2025-04-28
29 分钟This is The Guardian. Desperate Rich People, by Alexander Masters, read by Tom Andrews.
Twenty miles outside Geneva,
beneath the towering magnificence of a mountain called the Rock of Hell,
is a long, pleasant road that runs past the Brochere Mansion.
Set in acres of gentle lawns and specimen trees, on the edge of the medieval village of Hermos.
It's a blissful place.
My friend Dominic Nutt and I have been trying to break in for years.
La Fondation Brocher is the world's leading institute for research into the ethical,
social and legal implications of new medical developments.
It's the bioethics equivalent of the Institute for Advanced Study in Princeton.
Only the admin staff and the cleaners are permanently employed here.
Academic fellowships last a maximum of four months.
Billions of pounds worth of pharmaceuticals are influenced by the scholarly judgments that emerge from this idyllic lakeside building.

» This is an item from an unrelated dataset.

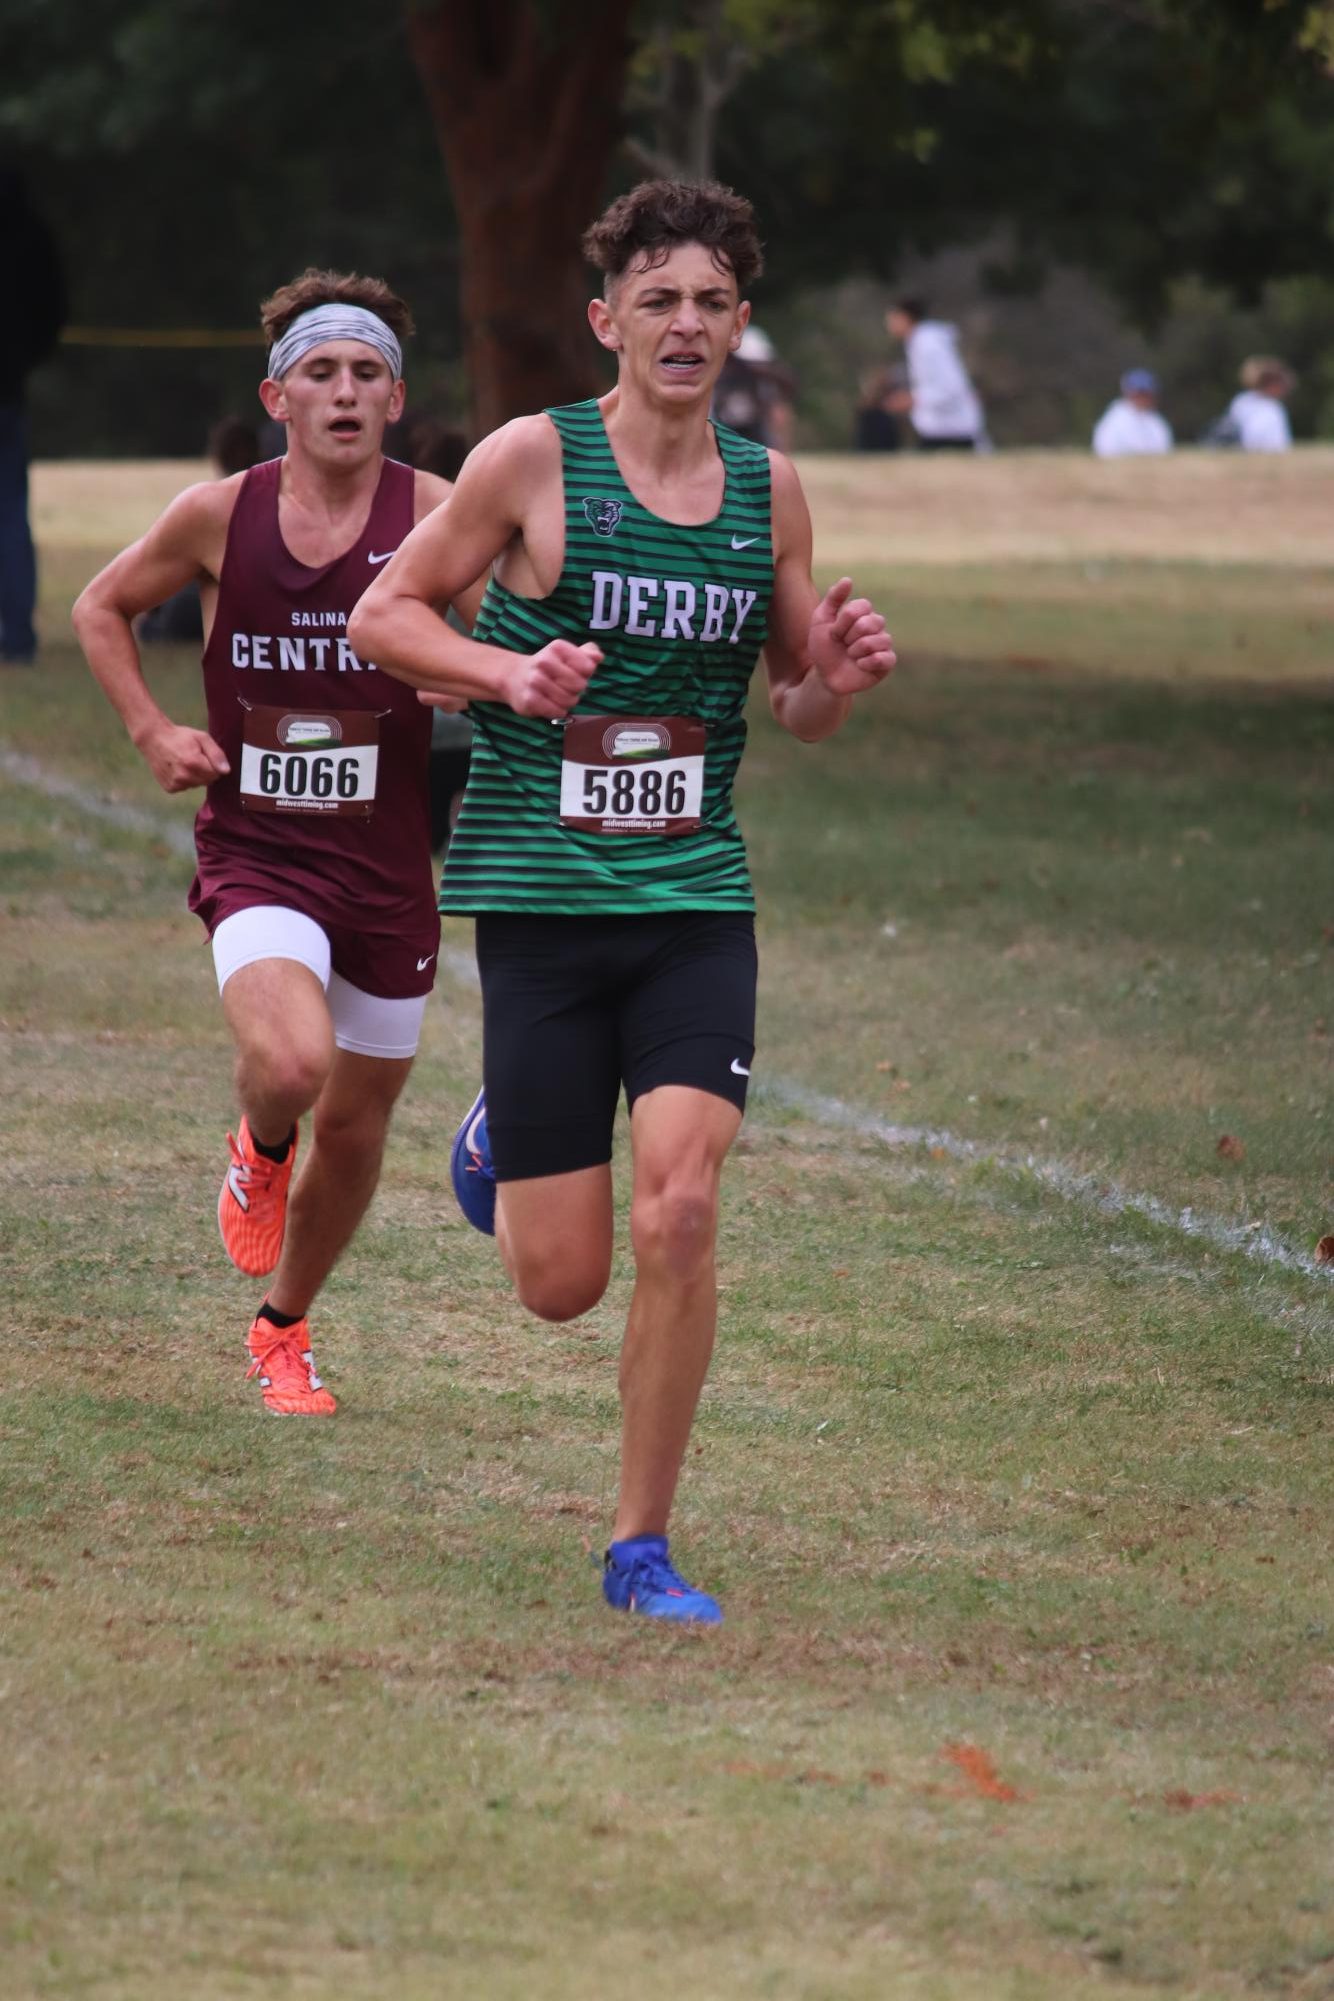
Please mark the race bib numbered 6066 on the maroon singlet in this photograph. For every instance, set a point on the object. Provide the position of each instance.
(309, 761)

Dom and I want to force entry
because we're advocates for patients and we think we've solved a small corner of a major problem that's holding back the discovery of new medicines.
The trouble is,
neither of us has a PhD. And in the rarefied world of academic medical ethics, that matters.
We've never been to the Fondation Brochet, but we've cased the joint on Google Maps.
Between the bars of the security gates, you can see the glittering waters of Lake Geneva,
beside which professors and postgraduates stroll about, debating what's best for the world's sick.